親愛
前へ進もうと思う。美しいことだとも思う。いい季節になったと思うのは、春風が便箋を払ってしまうからだ。他人と少しでも分かり合えたと思う時、親愛という感情を理解したような気になれた時、自分の中にある感情の容量からなにかがこぼれ落ちてしまいそうになる。とても勿体ない事のような気もするし、同時に果てしなく美しいことのようにも思う。前に進むということは、今まで拾ってきたもの全てを、つまりは畢生を肯定してあげることなのかもしれないと、恥ずかしげもなく歌を歌っているとふと考えるようになった。しかして我らは未熟であるから、反省しなければならないこともたくさん、沢山あるけれど。
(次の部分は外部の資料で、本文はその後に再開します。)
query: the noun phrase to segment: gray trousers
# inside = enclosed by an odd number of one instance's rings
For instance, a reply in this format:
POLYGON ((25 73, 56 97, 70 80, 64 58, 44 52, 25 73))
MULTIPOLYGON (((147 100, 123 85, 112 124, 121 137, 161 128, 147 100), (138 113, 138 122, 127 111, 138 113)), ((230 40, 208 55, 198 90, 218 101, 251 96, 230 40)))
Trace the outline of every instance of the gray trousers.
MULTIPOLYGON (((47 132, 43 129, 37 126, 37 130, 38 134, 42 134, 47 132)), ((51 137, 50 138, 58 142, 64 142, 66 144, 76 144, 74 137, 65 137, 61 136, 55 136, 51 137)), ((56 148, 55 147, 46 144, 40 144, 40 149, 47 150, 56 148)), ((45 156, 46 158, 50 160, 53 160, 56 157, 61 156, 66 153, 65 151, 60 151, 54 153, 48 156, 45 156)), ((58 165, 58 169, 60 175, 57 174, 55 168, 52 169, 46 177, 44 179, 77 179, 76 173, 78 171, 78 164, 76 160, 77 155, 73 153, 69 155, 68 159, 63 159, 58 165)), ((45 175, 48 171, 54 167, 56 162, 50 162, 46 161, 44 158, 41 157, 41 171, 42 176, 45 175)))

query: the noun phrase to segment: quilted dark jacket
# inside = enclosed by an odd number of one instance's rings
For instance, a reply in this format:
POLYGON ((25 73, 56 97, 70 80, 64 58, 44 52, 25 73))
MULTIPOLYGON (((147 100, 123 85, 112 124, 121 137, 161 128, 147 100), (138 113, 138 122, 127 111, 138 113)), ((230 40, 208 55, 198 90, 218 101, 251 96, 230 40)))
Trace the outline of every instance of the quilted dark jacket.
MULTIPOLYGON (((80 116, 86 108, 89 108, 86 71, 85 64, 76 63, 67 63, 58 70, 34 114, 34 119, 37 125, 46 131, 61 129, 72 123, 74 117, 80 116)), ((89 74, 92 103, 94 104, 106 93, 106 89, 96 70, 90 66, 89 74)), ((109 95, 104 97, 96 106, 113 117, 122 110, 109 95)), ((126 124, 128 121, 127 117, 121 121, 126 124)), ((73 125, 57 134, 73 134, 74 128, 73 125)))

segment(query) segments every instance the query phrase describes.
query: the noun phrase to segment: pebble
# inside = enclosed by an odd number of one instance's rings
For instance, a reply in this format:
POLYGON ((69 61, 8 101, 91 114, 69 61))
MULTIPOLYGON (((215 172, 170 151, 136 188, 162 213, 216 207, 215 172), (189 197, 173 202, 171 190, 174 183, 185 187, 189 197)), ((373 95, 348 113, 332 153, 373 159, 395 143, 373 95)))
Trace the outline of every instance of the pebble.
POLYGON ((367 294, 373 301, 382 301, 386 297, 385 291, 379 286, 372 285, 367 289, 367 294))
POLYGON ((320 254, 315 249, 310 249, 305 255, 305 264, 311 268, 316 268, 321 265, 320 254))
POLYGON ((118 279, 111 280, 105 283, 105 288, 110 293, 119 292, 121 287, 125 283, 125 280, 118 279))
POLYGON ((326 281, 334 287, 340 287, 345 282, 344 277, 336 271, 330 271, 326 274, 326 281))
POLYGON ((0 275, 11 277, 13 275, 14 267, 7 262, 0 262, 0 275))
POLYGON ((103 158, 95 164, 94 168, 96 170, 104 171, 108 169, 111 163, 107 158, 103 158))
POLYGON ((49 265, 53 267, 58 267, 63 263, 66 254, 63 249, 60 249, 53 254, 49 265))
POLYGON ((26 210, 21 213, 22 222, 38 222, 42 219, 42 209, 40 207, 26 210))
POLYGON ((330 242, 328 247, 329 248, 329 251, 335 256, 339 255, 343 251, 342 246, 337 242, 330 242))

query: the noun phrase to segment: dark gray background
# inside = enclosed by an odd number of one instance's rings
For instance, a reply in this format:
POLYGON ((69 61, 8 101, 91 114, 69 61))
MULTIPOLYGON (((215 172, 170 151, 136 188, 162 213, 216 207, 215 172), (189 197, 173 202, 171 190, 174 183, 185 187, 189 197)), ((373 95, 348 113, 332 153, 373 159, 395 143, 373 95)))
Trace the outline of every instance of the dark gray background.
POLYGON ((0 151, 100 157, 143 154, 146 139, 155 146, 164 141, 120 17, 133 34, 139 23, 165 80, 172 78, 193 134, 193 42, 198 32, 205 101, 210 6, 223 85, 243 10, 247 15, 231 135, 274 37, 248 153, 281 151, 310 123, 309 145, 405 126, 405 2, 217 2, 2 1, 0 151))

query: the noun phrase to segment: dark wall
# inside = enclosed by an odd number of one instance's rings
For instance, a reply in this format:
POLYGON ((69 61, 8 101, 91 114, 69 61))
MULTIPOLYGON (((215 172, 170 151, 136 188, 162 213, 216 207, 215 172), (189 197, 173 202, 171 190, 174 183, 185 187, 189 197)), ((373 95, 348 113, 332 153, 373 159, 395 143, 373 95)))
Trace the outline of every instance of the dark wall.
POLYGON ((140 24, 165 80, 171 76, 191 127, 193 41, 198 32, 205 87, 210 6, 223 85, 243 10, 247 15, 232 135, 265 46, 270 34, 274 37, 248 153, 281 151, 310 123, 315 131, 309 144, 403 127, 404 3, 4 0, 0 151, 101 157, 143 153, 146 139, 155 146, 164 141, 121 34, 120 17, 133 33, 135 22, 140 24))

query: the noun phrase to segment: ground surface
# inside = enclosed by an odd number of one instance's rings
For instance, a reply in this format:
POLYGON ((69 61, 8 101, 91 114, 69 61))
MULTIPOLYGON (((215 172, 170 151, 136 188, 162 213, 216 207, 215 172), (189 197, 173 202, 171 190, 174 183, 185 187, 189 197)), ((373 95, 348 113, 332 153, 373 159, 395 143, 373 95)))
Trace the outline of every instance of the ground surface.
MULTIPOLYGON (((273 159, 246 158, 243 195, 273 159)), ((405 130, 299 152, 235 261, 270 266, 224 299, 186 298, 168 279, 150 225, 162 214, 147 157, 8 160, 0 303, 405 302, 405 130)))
嬉しいこと、悲しいことの全てを思い出にできた時、人は過去を振り返るようになるのだろう。けれども私が思うには、後悔は美徳であるから。思い出と後悔を持って、されども振り返らずに、時には思い出して又さらに強い意志を持って歩いてゆきたいと、それが我ら少年少女の美しさであるのだと、私は私の心に叫んでいる。
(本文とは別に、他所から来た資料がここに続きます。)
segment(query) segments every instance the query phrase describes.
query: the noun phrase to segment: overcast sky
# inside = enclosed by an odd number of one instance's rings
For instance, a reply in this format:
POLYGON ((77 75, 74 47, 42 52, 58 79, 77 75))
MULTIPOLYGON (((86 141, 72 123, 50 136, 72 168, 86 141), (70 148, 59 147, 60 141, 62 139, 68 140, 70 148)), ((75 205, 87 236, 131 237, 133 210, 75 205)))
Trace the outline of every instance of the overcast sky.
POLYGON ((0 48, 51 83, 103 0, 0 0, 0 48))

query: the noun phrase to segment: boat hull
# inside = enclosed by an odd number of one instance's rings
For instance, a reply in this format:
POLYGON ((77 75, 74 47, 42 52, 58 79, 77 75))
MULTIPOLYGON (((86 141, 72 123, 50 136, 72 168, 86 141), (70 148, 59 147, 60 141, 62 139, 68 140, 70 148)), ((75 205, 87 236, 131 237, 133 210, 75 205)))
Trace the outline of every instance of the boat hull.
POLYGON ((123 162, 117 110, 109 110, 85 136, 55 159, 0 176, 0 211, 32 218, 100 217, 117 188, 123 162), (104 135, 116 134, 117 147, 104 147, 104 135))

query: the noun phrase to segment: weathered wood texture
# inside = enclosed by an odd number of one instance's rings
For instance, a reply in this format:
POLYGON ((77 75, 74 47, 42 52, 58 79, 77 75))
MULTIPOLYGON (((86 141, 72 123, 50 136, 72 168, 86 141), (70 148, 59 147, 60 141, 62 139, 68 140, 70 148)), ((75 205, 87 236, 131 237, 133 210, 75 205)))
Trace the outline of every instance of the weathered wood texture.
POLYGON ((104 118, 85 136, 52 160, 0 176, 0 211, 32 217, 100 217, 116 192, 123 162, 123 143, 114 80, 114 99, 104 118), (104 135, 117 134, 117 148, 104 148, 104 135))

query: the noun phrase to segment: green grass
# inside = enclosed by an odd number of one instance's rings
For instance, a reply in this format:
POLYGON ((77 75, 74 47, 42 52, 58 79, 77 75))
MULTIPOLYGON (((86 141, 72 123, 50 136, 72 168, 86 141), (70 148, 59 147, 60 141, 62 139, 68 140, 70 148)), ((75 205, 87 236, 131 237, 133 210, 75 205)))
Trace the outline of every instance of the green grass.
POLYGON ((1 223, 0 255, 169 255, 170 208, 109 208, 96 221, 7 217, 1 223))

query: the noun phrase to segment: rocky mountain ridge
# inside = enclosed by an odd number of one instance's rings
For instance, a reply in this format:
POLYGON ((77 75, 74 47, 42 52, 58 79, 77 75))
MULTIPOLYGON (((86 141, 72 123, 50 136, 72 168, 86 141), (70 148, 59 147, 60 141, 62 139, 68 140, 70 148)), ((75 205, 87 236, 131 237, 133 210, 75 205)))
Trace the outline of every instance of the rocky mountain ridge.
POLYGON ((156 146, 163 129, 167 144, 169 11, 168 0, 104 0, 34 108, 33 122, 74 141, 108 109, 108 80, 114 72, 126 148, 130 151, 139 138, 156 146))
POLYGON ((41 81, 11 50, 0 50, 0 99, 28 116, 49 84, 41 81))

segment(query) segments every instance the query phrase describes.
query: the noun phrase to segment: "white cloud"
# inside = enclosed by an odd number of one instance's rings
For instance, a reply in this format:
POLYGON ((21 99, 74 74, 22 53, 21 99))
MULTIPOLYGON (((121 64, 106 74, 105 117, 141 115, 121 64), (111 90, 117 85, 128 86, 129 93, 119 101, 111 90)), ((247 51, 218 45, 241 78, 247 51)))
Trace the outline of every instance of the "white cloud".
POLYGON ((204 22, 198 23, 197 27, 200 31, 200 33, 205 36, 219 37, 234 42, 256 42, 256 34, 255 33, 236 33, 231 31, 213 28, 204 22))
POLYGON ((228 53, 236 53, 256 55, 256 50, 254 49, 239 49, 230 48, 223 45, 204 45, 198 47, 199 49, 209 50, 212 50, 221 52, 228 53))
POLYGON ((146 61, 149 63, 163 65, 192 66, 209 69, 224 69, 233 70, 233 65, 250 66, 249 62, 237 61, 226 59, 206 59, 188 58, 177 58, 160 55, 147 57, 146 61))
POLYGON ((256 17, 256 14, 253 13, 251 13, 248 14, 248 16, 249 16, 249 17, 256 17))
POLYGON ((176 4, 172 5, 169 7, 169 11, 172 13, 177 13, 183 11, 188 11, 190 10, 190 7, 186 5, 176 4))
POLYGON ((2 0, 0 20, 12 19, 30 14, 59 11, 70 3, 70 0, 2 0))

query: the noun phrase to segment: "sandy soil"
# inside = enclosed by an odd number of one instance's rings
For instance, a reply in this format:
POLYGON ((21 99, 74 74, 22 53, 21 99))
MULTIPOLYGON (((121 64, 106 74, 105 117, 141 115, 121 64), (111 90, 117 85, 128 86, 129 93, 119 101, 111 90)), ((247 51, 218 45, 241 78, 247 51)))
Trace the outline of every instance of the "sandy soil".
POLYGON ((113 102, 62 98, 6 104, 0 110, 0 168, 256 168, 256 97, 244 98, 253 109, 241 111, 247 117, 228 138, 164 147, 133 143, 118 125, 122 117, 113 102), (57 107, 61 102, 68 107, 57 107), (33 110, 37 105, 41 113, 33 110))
それでも何らかの理不尽によって、いやそんなものでなくとも、己の心の弱さによって、怠惰によって苦しむこともあるだろう。そんな時にこの手紙が、私から私に向けたものか、誰かから受け取ってきたものか、とにかく、貰ったもの全てが私達の人生の支えとなるのだ。そうだと信じているし、祈ってもいる。
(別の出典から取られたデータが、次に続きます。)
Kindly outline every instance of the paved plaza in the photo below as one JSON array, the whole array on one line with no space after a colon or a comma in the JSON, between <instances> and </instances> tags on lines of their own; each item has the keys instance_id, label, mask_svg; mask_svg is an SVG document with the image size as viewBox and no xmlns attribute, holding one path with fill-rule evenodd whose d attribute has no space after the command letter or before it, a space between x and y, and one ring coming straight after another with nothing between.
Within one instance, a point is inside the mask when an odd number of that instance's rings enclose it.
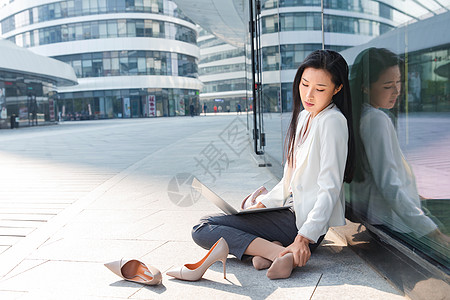
<instances>
[{"instance_id":1,"label":"paved plaza","mask_svg":"<svg viewBox=\"0 0 450 300\"><path fill-rule=\"evenodd\" d=\"M277 178L252 155L246 115L66 122L0 131L0 299L405 299L330 230L308 264L271 281L251 261L203 279L165 272L201 259L198 219L219 210L196 176L235 207ZM148 261L159 286L103 263Z\"/></svg>"}]
</instances>

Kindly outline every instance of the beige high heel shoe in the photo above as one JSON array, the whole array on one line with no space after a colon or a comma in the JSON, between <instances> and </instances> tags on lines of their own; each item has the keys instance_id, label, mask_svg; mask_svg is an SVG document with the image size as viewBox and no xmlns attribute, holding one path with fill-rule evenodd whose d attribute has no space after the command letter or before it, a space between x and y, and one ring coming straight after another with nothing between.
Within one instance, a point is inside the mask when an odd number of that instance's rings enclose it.
<instances>
[{"instance_id":1,"label":"beige high heel shoe","mask_svg":"<svg viewBox=\"0 0 450 300\"><path fill-rule=\"evenodd\" d=\"M121 259L106 263L105 267L117 276L132 282L157 285L162 281L161 272L150 265L145 265L137 259Z\"/></svg>"},{"instance_id":2,"label":"beige high heel shoe","mask_svg":"<svg viewBox=\"0 0 450 300\"><path fill-rule=\"evenodd\" d=\"M180 268L169 270L166 274L181 280L197 281L213 263L220 260L223 264L223 278L226 279L225 265L229 251L225 239L220 238L202 260L195 264L185 264Z\"/></svg>"}]
</instances>

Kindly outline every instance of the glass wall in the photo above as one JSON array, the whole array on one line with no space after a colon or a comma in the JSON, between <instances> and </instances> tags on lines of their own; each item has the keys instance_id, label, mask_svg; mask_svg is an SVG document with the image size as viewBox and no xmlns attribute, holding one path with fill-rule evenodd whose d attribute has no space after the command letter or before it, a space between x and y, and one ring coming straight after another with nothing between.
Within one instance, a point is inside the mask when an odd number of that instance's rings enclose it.
<instances>
[{"instance_id":1,"label":"glass wall","mask_svg":"<svg viewBox=\"0 0 450 300\"><path fill-rule=\"evenodd\" d=\"M56 88L48 79L0 72L0 128L33 126L56 120Z\"/></svg>"},{"instance_id":2,"label":"glass wall","mask_svg":"<svg viewBox=\"0 0 450 300\"><path fill-rule=\"evenodd\" d=\"M340 52L351 70L357 140L348 217L448 274L450 2L428 4L325 0L322 24L321 1L262 1L256 129L265 134L266 160L283 166L295 72L313 50ZM299 8L306 6L310 12Z\"/></svg>"},{"instance_id":3,"label":"glass wall","mask_svg":"<svg viewBox=\"0 0 450 300\"><path fill-rule=\"evenodd\" d=\"M5 34L14 29L40 22L77 16L123 12L162 14L184 19L192 23L189 18L187 18L178 8L174 8L173 5L170 5L167 0L69 0L36 6L21 11L11 17L1 20L0 27L2 33Z\"/></svg>"},{"instance_id":4,"label":"glass wall","mask_svg":"<svg viewBox=\"0 0 450 300\"><path fill-rule=\"evenodd\" d=\"M178 24L141 19L118 19L63 24L27 31L8 38L21 47L118 37L153 37L197 44L195 30Z\"/></svg>"},{"instance_id":5,"label":"glass wall","mask_svg":"<svg viewBox=\"0 0 450 300\"><path fill-rule=\"evenodd\" d=\"M421 22L415 25L420 32ZM405 52L369 43L351 62L358 155L350 217L449 270L450 45L427 47L425 36L407 36L423 46Z\"/></svg>"},{"instance_id":6,"label":"glass wall","mask_svg":"<svg viewBox=\"0 0 450 300\"><path fill-rule=\"evenodd\" d=\"M279 21L278 21L279 18ZM293 12L272 15L262 18L262 33L278 31L322 30L322 14L320 12ZM324 18L325 32L380 35L393 26L370 19L352 18L346 16L326 15Z\"/></svg>"},{"instance_id":7,"label":"glass wall","mask_svg":"<svg viewBox=\"0 0 450 300\"><path fill-rule=\"evenodd\" d=\"M173 52L124 50L54 58L71 65L78 78L126 75L198 77L197 58Z\"/></svg>"},{"instance_id":8,"label":"glass wall","mask_svg":"<svg viewBox=\"0 0 450 300\"><path fill-rule=\"evenodd\" d=\"M65 121L105 118L171 117L201 111L197 90L122 89L62 93L58 95L59 118Z\"/></svg>"}]
</instances>

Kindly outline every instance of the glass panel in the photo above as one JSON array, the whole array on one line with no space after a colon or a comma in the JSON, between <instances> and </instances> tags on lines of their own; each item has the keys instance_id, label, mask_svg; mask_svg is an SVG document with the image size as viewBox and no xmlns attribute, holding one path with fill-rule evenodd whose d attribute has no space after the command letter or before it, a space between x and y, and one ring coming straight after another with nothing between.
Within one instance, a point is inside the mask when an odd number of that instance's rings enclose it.
<instances>
[{"instance_id":1,"label":"glass panel","mask_svg":"<svg viewBox=\"0 0 450 300\"><path fill-rule=\"evenodd\" d=\"M431 44L430 35L441 36L450 19L400 3L396 8L415 20L403 26L404 15L382 7L376 22L328 16L363 43L345 44L333 34L325 41L329 48L353 46L342 51L351 65L357 142L349 216L448 269L450 48L448 39Z\"/></svg>"}]
</instances>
向う見ずな情熱と、忘れ得ぬ思い出と、今も湧き続ける感情と、あなたへ、あなたへ、あなたへの愛を持つことが出来れば、我々は無敵となれるのだ。
最後に、親愛なるあなたへ。それと創作と人生を生きるために。あなたと言うのは、私であり、あなたであり、家族であり、師であり、さらに私の深くにもしくは浅くにあり続けてくれている感情達へ。親しみと愛を持つことを親愛と呼び、私はそれを信じられるようになった。
なんとも言語化の難しいことではあるが。いうなればそれは手を繋がずとも共に歩くことで、自らも顧みて対話をすることであり、つまりは幸福を、あなたが幸福に生きられることを、どうしようもなく願ってしまうことだ。
世界のどこかで、私の大切な人達が、我々が幸福でありますように。前へと進む意志を持ち続けられるように、時に途切れようとも拾ったものを支えとして前を向けますように。どうか、生きていてください。親愛なるあなたへ。
これらの言葉も経験も、全て創作の糧となるのだろう。つまりはものを作り続ける限り、人生全てに意味が生まれるのだ。それは卑しいことだろうか、美しいことだろうか。今はまだ分からないけどだからこそ、いつか分かるまで作り続けよう。さあ、また1歩前へ。ありがとう、また会おう。